Figure 9 shows the Mach number distribution characteristics at different incident locations. When there is no incident shock wave, the flow field has an obvious subsonic region due to the momentum exchange between the droplet and the mainstream. As the shock wave moves upstream, the subsonic region moves towards the lower wall of the combustor, and the subsonic region gradually becomes smaller. This shows that the shock wave accelerates the momentum exchange between the droplet and the mainstream, making the distribution of the droplets more uniform.

3.3. Influence of Shock Waves on Jet Characteristics in the Spanwise Section

The particle size distribution of the y = 0.01 m section was selected to analyze the effect of shock waves on the atomization angle, and the results are shown in Figure 10. When there is no incident shock, the width of the jet increases gradually. When a shock wave is incident, the width of the jet increases first and then decreases. This change becomes more obvious as the shock wave moves upstream of the jet. In the initial stage, large droplets are mainly distributed in the middle of the jet, while small droplets are distributed at both the edge and the middle of the jet. When a shock wave is incident, large droplets will disappear more quickly, and the particle size of the jet tends to become uniform more quickly.

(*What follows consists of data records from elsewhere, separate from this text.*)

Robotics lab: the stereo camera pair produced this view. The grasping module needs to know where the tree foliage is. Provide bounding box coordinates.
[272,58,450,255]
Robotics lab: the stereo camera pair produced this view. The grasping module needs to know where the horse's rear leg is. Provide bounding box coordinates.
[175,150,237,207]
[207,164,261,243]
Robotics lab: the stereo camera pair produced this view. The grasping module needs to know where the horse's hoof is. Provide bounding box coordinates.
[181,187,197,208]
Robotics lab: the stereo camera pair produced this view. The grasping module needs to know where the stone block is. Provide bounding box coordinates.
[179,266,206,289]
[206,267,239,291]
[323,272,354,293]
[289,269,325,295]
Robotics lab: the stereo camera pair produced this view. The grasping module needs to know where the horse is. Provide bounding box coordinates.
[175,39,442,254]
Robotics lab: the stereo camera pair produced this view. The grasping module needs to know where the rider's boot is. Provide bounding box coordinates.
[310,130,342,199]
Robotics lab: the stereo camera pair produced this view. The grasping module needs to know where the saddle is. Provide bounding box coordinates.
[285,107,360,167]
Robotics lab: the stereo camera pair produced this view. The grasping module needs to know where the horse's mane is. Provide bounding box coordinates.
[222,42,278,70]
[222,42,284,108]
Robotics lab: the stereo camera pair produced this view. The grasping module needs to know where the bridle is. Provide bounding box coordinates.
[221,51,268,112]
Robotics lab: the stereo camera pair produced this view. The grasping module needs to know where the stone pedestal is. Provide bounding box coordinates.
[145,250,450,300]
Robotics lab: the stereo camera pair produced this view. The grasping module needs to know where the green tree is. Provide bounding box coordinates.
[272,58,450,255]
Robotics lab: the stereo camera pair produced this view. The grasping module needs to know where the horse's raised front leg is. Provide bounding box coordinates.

Figure 11 shows the influence of different incident locations on the pressure distribution in the y = 0.01 m section. The following can be seen: (1) When there is no incident shock wave, due to the obstruction of the jet, a shock wave appears at the jet root and a high-pressure region is formed. As the incident shock wave moves upstream, the high-pressure region at the root of CASE1 and CASE2 is essentially unchanged, but the high-pressure region at the root of CASE3 changes. (2) When there is no incident shock wave, there is no adverse pressure gradient downstream of the jet root. When there is an incident shock wave, the adverse pressure gradient will be formed downstream of the jet root, and with the shock wave moving upstream, this leads to the change in the atomization angle.

4. Conclusions

The effect of different incident positions of a shock wave on the atomization characteristics in crossflow was studied by a precise unsteady simulation method. It focused on the changes of atomization characteristics in the center, transverse, and spanwise sections at different incident positions. The following conclusions were obtained:

• When there is a shock wave, the outer-edge trajectory of the jet does not change much, but the inner-edge trajectory is close to the combustion chamber wall. Additionally, the length of the pure gas zone gets shorter. With the shock wave moving upstream, the pure gas region is pushed further towards the jet root and is divided into two parts. Meanwhile, the incident shock wave changes the K-H instability of the jet. The unsteadiness of the jet root is strengthened, while the unsteadiness downstream of the jet is weakened. The main reason for the characteristic change is the change in the reflux region caused by the incident shock wave.
• Because the incident shock wave changes the momentum exchange characteristics between the mainstream and the jet, the SMD of the transverse section of the jet decreases, and the droplet distribution becomes more uniform.
• Due to the adverse pressure gradient caused by the incident shock wave, the width of the jet increases first and then decreases, and this change becomes more obvious as the shock wave moves upstream of the jet.

In this study, the temperature of kerosene and inflow was 300 K, and the influence of different temperatures was not considered, which weakens the influence of evaporation. This will be studied in the future.